Earlier in the year I transported some old rockery pieces from my parents into a previously grass area in my garden. The first thing to grow over the past few months is this thing (i didnt plant anything). I've been looking at it and getting increasingly paranoid it's Giant Hogweed….
I'm not a gardener or massively into plants, so I may be wrong. But it does seem to resemble what I see on the Internet for Giant Hogweed.
Any help is muchly appreciated!
by Pudney82

6 Comments
No. Sowthistle
No
I think it’s a thistle
Pretty confident that it’s Lactuca Serriola, Prickly wild lettuce. Native to Mediterranean and Western Asia. Def not hogweed luckily but I am reading now that it’s invasive in the UK
edit: I am now reading about sowthistle and am no longer confident at all.

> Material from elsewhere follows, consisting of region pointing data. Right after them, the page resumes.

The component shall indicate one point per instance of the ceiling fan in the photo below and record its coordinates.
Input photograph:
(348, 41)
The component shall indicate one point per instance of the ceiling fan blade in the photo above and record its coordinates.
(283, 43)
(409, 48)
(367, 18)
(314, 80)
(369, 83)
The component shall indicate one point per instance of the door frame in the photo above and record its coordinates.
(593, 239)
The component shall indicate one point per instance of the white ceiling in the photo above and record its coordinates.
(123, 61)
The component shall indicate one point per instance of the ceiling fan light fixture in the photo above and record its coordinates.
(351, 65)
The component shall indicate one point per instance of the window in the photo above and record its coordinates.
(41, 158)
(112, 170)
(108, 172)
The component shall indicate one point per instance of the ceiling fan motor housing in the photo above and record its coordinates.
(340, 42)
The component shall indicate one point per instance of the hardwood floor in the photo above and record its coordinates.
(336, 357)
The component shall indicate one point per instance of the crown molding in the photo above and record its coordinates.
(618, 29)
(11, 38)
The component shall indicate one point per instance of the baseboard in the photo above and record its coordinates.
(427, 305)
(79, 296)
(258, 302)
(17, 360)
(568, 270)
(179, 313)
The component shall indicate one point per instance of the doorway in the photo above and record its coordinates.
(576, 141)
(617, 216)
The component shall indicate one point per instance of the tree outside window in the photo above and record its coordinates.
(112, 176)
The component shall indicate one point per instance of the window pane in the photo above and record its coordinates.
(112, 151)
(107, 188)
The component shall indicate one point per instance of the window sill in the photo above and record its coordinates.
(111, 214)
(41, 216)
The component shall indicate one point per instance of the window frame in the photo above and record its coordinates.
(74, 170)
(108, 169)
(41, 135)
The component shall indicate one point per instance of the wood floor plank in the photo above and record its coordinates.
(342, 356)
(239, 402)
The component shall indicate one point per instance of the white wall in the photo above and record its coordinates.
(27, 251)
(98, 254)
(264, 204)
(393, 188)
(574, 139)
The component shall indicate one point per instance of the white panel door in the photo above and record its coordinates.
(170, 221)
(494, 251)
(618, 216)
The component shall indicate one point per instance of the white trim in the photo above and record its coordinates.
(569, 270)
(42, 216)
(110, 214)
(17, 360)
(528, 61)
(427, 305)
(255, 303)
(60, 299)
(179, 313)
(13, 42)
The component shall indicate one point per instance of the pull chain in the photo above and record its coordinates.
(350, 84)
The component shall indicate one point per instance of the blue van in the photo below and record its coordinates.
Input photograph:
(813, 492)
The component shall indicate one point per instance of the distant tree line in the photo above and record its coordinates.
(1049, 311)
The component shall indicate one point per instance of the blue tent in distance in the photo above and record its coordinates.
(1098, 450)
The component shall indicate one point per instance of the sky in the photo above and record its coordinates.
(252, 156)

No. Giant hogweed is indeed giant. Not only the plant is high (can reach to 6ft / 180cm), but the leaves are also very large and can reach 1ft / 30cm of diameter. The stem is quite big with an white umbrella of flower on top.
I don’t know what your plant is, but the leaves look like something in the thistle family.
No but the plants *next* to it does appear to be Lactuca Serriola. It could also be Lactuca Verosa as the two are often misidentified as one another. The deeply lobed leaves (the reason you are confusing it with Sow thistle, although in my opinion the leaves of Sow thistle more closely resemble those of Lactuca Biennis out of any of the wild lettuce species) typically associated with L. Serriola are not always present and you may get more rounded leaves with hardly any lobes at all, although this seems to be relatively rare from what I have seen.
My source for this information has been my recent and very frustrating attempts to confirm the wild lettuce species growing all over my front yard. Last summer I spread a significant amount of both L. Biennis and L. Serriola seeds, early enough that L Serriola must have had time for initial germination and basal stage because they appear to be growing towards the flowering stage this summer, that is if the fucking deer leave any of them to actually get there.
So I was very confused when I saw a bunch of what appeared to be L. Verosa popping up everywhere. I did not spread Verosa seeds nor do I have any on my property. It would be great if I did because that is true “opium lettuce”, containing the greatest content of medicinal alkaloids compared to other species of wild lettuce, with Serriola being close second from what I understand. Google lens and most immediately available online resources with pictures only led to more confusion with many results showing obvious misidentifications.
What I was able to find for sure is that the morphology of both L Serriola and Verosa can be almost identical under the right conditions, although I could not find many resources on *why* this is I suspect it is mostly environmental rather than genetic. Because the Serriola seeds I had gathered came from plants that were unmistakable for any other species and were growing under very stressful conditions in sideway cracks and highway medians with constant sun exposure, low fertility and poor moisture retention. Whereas the plants that are coming up in my yard are growing in well shaded spot with great soil and moisture retention.
But the one sure way I have found to differentiate the two is from the spines growing along the underside of the midrib. L. Serriola will have very stiff spines (spiny lettuce for a reason) that can potentially pierce skin if you really wanted to make that happen for some reason. Whereas L Verosa should have much finer, somewhat hairlike spines running along the midrib. The smell may also be different, Verosa should have a more noxious smell whereas Serriola should smell more like garden lettuce, though I think it still smells rather noxious itself.